24 Frames, de Abbas Kiarostami, abre con el cuadro de Brueghel Cazadores en la nieve (Jagers in de Sneeuw) como preludio a una obra que se emancipa de la narrativa clásica y se yergue sobre el experimento cinematográfico. Sus formalidades, densas y profundas, se reflejan en su condición intrínseca. El film consta de veinticuatro episodios cuasi fotográficos, estáticos, de unos cinco minutos de duración cada uno, que se ven afectados por varios elementos que cobran vida dentro del encuadre. En realidad se trata de una mezcla de técnicas fotográficas y fílmicas, apoyada por capas y capas de retoques digitales (animales superpuestos, nieve digital, entre otros trucos) que dan vida a todo lo que se mueve dentro del registro visual (caballos, aves, ciervos, vacas, las inquietas aguas en una playa, la espesa nieve que cae incesantemente).
Como en la pintura antes citada, Kiarostami expone una temática que se repite en cada fotograma y que configura la relación entre la naturaleza y el hombre, o bien la irrupción de este en distintos terrenos. Muchas veces esa irrupción sucede gracias al fuera de campo, en forma de un disparo o de ruidos de lejanas motosierras.
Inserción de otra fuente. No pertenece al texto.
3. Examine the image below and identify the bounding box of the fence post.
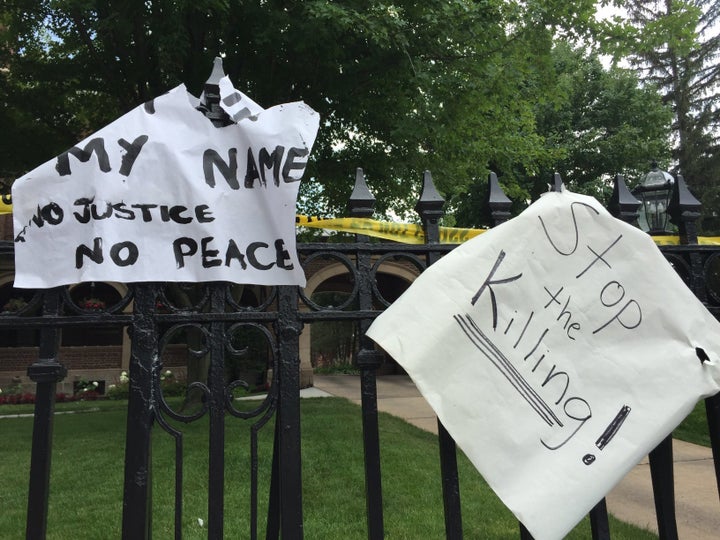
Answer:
[348,168,385,540]
[415,171,462,540]
[275,286,303,540]
[668,175,720,510]
[650,175,709,540]
[25,288,67,540]
[122,283,159,540]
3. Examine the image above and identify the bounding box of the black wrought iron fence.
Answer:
[0,65,720,540]
[0,166,720,540]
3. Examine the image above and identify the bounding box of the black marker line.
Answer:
[503,317,515,335]
[523,328,550,360]
[513,311,535,349]
[453,315,563,427]
[595,405,630,450]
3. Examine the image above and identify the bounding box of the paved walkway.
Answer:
[310,375,720,540]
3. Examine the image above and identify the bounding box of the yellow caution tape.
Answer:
[0,199,720,246]
[652,236,720,246]
[295,215,720,246]
[295,216,485,244]
[0,193,12,214]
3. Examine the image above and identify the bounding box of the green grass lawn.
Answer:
[0,398,656,540]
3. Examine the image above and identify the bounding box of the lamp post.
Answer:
[632,162,675,234]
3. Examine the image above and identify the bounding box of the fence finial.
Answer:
[348,167,375,217]
[608,174,641,223]
[198,56,232,127]
[415,171,445,219]
[550,172,563,193]
[668,174,702,244]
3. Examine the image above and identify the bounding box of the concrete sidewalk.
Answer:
[312,375,720,540]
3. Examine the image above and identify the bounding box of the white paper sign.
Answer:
[368,191,720,540]
[12,78,319,288]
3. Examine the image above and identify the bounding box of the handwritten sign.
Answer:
[368,191,720,540]
[12,77,319,288]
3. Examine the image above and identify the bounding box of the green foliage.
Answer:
[0,0,593,219]
[600,0,720,230]
[455,43,672,227]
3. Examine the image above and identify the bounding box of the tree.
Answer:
[608,0,720,230]
[456,42,672,227]
[0,0,594,218]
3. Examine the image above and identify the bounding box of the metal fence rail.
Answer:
[0,166,720,540]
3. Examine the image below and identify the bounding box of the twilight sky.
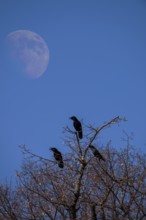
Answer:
[0,0,146,181]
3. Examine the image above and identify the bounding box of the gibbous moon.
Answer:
[7,30,49,79]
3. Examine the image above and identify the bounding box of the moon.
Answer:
[7,30,49,79]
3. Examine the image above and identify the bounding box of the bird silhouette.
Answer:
[70,116,83,139]
[50,147,64,168]
[89,145,105,161]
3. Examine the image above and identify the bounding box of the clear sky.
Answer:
[0,0,146,180]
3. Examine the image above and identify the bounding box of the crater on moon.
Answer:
[7,30,49,79]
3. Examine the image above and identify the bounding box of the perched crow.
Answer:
[89,145,105,161]
[70,116,83,139]
[50,147,64,168]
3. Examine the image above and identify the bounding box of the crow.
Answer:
[70,116,83,139]
[50,147,64,168]
[89,145,105,161]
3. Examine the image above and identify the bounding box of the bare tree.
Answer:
[0,117,146,220]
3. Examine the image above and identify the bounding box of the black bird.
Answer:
[50,147,64,168]
[89,145,105,161]
[70,116,83,139]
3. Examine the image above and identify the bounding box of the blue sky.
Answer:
[0,0,146,180]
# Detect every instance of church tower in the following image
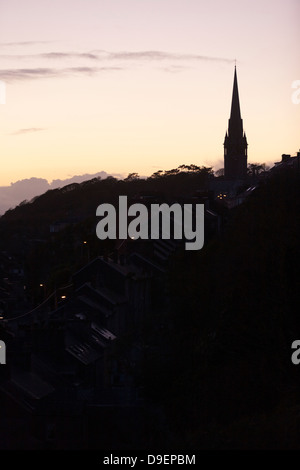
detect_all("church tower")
[224,67,248,180]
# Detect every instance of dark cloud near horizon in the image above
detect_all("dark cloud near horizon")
[0,171,125,216]
[0,50,233,82]
[0,67,123,82]
[0,49,234,63]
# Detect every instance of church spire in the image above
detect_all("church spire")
[224,66,248,180]
[230,67,241,121]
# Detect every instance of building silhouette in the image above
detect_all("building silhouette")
[224,67,248,180]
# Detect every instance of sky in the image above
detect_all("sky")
[0,0,300,185]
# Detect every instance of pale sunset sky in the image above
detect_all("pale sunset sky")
[0,0,300,185]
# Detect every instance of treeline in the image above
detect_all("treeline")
[145,168,300,449]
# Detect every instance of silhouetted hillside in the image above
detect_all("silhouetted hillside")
[145,168,300,449]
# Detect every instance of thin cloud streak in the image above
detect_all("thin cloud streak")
[0,50,234,63]
[0,67,123,82]
[0,50,234,82]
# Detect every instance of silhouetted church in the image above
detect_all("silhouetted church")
[224,67,248,180]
La nieve, los “cazadores” (que acechan el fuera de campo), el ambiente rural y la fauna animal reconstruyen durante más de 100 minutos esta especie de réquiem (es el film póstumo del realizador) cuyo discurso parece anclarse estrictamente en la posición que el cine puede tomar a partir de ideas o formas.
24 Frames, en cierta instancia, parece antagonistar con la sombría y surrealista El año pasado en Marienbad de Resnais, cuya función de experimento gratuito era momificar las figuras humanas recortadas sobre fondos sobrecargados, figuras que revelaban la existencia del cine gracias a los extraordinarios movimientos de cámara. Por el contario, 24 Frames momifica el encuadre y atesora el desplazamiento de todo aquello que lo compone, dejando solo un episodio bajo la fuerza cinemática de la cámara. En él se aprecia la subjetiva desde un automóvil en movimiento mientras dos caballos negros contrastan con la absoluta blancura de la nieve. Ambos films conforman una mirada compleja sobre las bondades del cine y sus mecanismos, sobre el registro sacro de la cámara -menos interesante como experiencia y más valorable por su riqueza intertextual.
24 Frames se comporta como una absurda paradoja: de tanto control, tanto retoque digital, tanto manoseo en la edición -¿Se puede hablar de montaje?-uno no deja de ver el artificio, corrupto y abusivo, de la bellísima e inquietante pintura de Brueghel en su esencia: la naturaleza indomable, la muerte repentina, las imágenes de registro instantáneo, la impredecible fauna animal. Todo se pierde por obra de un capricho audiovisual museístico que poco puede acercarse al cine, aun cuando sus ideas bien intencionadas sobre la imagen (pintura, fotografía, cine) tengan firmeza y creencia.